Civic Theatre, Auckland, New ZealandAs soon as I saw Auckland’s fantastic art nouveau Civic Theatre, I wanted to attend a show there, but, unfortunately, after purchasing my ticket for a play the following night, I found I would be going to a newer, much less interesting performance space in a different location. Nevertheless, what I saw of the Civic impressed me greatly. After only eight months of construction, the Civic opened in late 1929, a stroke of bad luck, as the Great Depression suppressed audience numbers, which never filled the available 2,378 seats and caused the owner to declare bankruptcy only four years later. Those who did go to this movie house must have been enthralled by the “atmospheric theater” style of the Civic.
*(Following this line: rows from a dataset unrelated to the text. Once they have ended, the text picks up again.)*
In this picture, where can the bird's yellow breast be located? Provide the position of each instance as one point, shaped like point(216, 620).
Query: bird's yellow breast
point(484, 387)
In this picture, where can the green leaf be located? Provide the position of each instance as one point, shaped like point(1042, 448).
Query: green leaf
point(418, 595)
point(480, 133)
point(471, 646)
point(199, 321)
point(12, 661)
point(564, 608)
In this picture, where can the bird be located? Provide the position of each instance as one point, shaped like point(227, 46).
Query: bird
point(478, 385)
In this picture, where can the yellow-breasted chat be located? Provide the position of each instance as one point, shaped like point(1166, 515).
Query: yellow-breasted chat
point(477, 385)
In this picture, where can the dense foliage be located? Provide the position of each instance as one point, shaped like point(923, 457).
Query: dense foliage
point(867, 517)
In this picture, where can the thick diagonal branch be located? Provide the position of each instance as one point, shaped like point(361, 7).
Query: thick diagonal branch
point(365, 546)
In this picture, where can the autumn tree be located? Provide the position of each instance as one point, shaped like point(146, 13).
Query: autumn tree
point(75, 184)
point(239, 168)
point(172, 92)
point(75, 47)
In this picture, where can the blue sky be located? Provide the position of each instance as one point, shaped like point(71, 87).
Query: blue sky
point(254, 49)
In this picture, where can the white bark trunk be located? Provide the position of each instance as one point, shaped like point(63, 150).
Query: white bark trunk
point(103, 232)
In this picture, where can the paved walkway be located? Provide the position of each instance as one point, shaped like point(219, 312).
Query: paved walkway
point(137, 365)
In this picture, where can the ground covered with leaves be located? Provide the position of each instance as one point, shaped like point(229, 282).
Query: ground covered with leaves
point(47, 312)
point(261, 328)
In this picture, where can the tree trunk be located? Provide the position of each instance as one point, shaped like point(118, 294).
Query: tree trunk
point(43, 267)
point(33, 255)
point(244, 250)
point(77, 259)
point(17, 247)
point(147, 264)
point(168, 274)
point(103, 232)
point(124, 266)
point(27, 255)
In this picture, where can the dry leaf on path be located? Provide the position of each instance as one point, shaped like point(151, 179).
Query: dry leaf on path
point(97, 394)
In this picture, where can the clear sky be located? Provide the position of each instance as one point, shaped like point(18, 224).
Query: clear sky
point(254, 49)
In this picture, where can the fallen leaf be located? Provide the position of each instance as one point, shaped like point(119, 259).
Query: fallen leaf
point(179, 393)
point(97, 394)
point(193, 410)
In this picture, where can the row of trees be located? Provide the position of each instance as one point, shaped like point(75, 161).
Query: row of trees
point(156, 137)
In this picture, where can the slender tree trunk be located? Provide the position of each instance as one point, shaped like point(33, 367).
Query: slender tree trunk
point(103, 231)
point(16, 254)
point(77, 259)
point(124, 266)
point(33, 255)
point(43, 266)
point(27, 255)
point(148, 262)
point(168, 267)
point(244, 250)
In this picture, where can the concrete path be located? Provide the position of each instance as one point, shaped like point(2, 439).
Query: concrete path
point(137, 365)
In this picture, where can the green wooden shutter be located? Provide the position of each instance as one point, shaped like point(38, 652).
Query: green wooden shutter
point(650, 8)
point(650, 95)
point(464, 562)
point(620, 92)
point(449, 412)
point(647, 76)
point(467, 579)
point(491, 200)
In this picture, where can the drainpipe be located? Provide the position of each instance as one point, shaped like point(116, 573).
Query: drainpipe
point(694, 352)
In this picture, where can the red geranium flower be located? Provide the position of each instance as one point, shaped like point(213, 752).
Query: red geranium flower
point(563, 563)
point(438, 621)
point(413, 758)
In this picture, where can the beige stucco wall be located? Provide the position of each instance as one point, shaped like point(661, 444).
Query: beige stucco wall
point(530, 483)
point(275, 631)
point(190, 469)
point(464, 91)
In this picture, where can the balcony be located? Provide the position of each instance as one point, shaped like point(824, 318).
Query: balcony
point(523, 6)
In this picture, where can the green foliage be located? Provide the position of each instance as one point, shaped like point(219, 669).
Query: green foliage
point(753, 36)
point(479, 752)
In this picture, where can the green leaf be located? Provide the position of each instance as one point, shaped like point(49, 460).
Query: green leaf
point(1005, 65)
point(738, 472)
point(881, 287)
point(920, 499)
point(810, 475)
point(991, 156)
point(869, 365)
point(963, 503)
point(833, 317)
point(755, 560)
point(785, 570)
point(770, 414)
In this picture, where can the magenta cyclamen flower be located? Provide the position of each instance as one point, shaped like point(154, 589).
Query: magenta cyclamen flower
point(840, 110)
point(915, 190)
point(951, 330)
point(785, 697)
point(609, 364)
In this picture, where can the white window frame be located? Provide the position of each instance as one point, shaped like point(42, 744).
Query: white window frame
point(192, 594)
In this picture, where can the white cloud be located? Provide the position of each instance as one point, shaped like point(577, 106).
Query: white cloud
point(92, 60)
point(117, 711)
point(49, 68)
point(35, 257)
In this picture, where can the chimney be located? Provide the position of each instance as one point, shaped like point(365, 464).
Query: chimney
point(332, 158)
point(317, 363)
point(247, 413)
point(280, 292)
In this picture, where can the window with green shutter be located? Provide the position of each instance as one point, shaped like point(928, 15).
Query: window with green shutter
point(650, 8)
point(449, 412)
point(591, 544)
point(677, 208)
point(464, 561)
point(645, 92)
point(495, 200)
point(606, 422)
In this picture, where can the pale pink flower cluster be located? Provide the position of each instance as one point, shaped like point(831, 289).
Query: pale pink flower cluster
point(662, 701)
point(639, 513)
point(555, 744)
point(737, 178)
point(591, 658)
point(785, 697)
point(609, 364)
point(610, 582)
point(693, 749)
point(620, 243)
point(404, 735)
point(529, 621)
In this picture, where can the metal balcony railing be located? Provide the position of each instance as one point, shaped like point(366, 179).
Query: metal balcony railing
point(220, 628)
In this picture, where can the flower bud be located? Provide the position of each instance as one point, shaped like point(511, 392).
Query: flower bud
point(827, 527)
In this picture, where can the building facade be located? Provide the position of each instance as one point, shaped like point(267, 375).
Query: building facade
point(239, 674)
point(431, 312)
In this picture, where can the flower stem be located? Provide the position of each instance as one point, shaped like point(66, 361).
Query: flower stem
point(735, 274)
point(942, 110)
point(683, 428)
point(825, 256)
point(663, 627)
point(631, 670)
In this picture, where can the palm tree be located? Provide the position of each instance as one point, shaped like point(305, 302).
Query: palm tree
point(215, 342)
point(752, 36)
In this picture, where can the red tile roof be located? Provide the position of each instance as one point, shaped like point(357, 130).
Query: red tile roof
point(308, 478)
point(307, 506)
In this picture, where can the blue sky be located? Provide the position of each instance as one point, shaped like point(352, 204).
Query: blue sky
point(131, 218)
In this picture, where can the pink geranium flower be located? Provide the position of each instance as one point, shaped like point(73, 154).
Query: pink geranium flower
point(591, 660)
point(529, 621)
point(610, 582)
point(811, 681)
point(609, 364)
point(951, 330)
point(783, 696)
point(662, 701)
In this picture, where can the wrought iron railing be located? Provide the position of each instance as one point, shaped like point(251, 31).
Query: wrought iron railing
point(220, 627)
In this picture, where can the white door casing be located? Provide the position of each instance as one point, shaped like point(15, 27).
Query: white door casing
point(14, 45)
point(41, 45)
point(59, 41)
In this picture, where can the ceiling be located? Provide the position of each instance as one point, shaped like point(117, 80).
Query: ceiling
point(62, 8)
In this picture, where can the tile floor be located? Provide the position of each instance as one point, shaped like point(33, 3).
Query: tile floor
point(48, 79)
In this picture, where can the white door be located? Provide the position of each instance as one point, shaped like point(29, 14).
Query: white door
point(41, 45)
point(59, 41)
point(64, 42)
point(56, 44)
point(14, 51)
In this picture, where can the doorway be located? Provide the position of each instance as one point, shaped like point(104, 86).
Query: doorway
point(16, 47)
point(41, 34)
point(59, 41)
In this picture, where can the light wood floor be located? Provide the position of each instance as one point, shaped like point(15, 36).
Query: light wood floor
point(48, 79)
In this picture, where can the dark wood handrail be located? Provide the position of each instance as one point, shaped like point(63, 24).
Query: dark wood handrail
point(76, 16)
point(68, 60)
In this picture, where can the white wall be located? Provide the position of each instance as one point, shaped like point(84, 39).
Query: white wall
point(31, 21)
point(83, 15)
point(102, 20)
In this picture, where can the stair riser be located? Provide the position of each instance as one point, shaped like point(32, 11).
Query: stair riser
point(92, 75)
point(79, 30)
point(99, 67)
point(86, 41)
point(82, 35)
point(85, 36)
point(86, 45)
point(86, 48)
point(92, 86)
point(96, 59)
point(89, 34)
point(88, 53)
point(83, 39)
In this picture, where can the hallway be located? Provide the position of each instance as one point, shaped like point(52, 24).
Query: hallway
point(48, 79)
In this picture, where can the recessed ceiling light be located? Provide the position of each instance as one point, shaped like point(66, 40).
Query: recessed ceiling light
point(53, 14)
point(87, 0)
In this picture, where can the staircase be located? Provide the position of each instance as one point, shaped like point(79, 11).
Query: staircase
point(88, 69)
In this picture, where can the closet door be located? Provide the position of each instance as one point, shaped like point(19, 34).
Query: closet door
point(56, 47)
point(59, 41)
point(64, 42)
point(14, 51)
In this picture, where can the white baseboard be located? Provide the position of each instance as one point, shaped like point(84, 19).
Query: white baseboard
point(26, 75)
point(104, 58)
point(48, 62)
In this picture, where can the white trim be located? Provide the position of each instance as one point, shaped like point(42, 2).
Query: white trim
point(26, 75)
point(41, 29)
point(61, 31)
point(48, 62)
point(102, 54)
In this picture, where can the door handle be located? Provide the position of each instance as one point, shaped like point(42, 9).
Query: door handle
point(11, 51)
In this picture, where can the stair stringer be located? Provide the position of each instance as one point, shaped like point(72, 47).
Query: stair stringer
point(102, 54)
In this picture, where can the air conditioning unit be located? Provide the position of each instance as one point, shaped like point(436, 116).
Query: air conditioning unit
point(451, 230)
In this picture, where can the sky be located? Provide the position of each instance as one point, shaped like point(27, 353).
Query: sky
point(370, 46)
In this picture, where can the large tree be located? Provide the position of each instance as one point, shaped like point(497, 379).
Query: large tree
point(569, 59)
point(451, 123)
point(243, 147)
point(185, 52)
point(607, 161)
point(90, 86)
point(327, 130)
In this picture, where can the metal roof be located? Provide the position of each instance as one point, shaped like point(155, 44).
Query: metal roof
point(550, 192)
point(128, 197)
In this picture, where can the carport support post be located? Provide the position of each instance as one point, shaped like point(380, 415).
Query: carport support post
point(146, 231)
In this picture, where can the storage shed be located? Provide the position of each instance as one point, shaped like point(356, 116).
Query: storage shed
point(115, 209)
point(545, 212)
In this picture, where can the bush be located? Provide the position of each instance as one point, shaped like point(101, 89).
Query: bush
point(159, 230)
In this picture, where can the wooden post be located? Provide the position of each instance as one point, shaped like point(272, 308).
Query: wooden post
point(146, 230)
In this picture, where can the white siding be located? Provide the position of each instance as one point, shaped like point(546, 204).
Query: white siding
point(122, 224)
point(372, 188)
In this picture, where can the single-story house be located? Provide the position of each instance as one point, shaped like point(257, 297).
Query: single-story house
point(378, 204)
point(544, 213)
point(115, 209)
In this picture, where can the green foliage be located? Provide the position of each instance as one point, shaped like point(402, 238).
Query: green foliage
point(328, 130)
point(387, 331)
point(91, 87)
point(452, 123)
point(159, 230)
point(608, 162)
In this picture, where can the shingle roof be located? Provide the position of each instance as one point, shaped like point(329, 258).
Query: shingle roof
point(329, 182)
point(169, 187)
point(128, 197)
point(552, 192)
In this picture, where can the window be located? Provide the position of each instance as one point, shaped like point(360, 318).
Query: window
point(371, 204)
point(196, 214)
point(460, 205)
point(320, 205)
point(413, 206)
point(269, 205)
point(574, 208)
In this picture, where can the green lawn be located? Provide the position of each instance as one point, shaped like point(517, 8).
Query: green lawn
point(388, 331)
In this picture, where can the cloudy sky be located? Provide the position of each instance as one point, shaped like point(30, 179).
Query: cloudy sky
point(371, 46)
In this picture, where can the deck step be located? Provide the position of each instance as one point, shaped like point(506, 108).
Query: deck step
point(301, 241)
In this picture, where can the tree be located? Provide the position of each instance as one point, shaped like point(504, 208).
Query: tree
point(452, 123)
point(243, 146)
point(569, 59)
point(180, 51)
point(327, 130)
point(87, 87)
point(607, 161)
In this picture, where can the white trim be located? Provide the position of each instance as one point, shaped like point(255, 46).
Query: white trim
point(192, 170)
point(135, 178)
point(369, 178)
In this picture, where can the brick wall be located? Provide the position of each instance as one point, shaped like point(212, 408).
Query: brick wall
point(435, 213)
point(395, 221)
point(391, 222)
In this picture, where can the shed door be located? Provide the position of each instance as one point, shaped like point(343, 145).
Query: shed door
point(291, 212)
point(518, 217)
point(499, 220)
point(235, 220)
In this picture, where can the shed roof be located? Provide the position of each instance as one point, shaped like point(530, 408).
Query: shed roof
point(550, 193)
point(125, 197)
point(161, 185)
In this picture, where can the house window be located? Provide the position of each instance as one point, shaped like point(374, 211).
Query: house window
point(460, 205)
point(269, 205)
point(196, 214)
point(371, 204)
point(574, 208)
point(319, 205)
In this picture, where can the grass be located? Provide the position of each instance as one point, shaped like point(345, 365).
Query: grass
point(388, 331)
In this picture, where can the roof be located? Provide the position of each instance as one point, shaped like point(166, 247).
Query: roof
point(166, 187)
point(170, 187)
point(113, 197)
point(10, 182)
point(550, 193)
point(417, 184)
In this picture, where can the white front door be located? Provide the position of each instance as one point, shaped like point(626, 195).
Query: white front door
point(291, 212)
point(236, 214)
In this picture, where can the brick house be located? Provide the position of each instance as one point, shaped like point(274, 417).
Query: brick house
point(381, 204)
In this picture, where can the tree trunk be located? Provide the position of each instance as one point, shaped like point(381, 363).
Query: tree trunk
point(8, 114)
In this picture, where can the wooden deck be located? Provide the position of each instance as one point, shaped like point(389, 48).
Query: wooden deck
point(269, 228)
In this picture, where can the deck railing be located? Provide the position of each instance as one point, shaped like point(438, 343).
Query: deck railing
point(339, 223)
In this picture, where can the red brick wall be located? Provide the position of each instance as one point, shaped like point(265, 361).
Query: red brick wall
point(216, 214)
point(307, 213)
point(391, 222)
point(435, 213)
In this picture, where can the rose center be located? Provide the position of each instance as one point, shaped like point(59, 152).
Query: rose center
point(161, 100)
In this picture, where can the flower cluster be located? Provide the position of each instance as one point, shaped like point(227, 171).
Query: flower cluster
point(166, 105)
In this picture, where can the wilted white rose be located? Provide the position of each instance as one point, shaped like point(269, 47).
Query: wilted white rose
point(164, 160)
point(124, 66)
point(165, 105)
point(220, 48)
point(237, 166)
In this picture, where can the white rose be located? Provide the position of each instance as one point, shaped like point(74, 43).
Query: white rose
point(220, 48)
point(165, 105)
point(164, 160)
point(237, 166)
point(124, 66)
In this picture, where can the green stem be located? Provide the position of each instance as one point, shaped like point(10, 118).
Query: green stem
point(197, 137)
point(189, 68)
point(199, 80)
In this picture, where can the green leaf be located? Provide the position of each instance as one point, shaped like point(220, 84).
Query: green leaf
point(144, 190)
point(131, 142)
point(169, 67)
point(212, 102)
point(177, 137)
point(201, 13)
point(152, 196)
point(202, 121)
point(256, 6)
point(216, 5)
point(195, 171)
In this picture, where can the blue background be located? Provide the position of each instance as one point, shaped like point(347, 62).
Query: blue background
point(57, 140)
Lighting and the interior design created the illusion of an open starlit sky, giving the impression that they were attending a show outdoors. As the largest surviving atmospheric cinema in all of Australasia and one of only seven left in the world (and still the largest theater in New Zealand), the Civic was also decorated with a Wurlitzer organ; a lavish Indian-inspired foyer with Buddhas, twisted columns, and domed ceilings (and more than 400 elephant statues throughout the building); and an exotic Moorish main auditorium with turrets, minarets, spires, tiled roofs, and a pair of life-sized Abyssinian panther statues. The Civic showed only movies until an extensive renovation in 1998–99 enabled it to host plays, operas, ballets, and large-scale musicals as well as an international film festival. Outside, the building occupies a corner lot, with two wings stemming from the central clock tower. Vertical open-latticework panels lead your eyes up to the friezes of neoclassical naked boys romping about, dancing and playing instruments, modestly covered in flowing cloth, and to the row of festoons at the roofline. Even if you don’t get the opportunity to see a show here, make sure you stop by just for the visual treat you’ll receive.